Milei y la Inteligencia Artificial

Milei y la Inteligencia Artificial

Por Hernán Brienza

Una de las obsesiones del presidente Javier Milei, en los últimos tiempos, es el desarrollo de la industria de la inteligencia artificial en la Argentina. Hace unas semanas atrás anunció que pondrá en marcha una reforma para hacer más “eficiente” el Estado y citó un supuesto “módulo para hacer reforma del Estado con inteligencia artificial” desarrollado por la empresa tecnológica estadounidense Google. “Tuvimos una charla con la gente de Google, ellos tienen de hecho un módulo para hacer reforma del Estado, pero con inteligencia artificial, así es que vamos a estar avanzando en eso”, comentó Milei en una conversación con periodistas en la Casa Rosada (sede del Gobierno). Unas semanas antes, Milei se había juntado –no se sabe con qué grado de seriedad- con la “creme” de las empresas de Silicon Valley: además de Google, se reunió con representantes de Apple, Meta -matriz de Facebook e Instagram- y Open AI, a quienes le ofreció “las enormes posibilidades que brinda una Argentina libertaria” a la industria de la inteligencia artificial.

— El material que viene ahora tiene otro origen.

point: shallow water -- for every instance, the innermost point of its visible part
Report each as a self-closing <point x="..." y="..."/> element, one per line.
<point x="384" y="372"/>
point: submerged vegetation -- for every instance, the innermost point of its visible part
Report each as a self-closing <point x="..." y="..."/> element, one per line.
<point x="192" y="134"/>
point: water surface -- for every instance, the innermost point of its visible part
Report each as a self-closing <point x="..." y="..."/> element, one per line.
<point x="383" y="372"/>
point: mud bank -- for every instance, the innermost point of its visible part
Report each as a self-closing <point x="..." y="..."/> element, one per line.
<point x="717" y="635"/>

En virtud de esta nueva forma de pensar la política por parte de Milei, los sectores del amplio espectro de lo nacional y popular deberían reflexionar –para no abrazar una mirada ni apocalíptica ni displicente- a la tecnología y a la digitalización como una de las posibles usinas de minimización de lo “humano” dentro de las relaciones sociales, políticas y económicas. ¿Por qué? Sencillamente porque lo estrictamente humano, su condición, podríamos decir, es el libre albedrío, la posibilidad de decidir en nuestras vidas y en consecuencia, la principal característica de “lo político”, perdón por el tufillo schmidtiano, es la cualidad de decisión, no sólo quién decide sino, también, la posibilidad y capacidad misma de “decidir”. Hay política, conflicto, acción, transformación, etcétera, allí donde alguien decide. Y somos fundamentalmente humanos cuando decidimos.

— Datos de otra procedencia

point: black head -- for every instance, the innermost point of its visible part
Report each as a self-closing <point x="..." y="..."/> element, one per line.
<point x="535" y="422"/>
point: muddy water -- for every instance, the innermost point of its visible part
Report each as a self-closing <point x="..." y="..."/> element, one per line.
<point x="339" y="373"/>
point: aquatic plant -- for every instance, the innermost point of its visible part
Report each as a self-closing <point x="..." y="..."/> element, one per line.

La dimensión política de este entramado hasta ahora solo aplicado al consumo individual. Imaginemos, que tenemos que votar el domingo próximo. Pensemos ahora, cuáles fueron las noticias que seleccionaron Google y Microsoft para nosotros, qué recibimos en Facebook e Instagram, y sobre todo por Whatsapp de parte de una fuente confiable e inobjetable afectivamente como un amigo, nuestra madre, un primo o una cadena cuyo origen desconocemos. Seguramente, hemos sido guiados por las redes sociales en nuestro humor, nuestras sensaciones, nuestra afectividad, en síntesis: han obtenido nuestra información y al mismo tiempo nos han inoculado datos que, seguramente podamos mediatizar según nuestra ideología, generan un reservorio de cientos de acomodamientos de nuestros valores a un sentido común digitalizado.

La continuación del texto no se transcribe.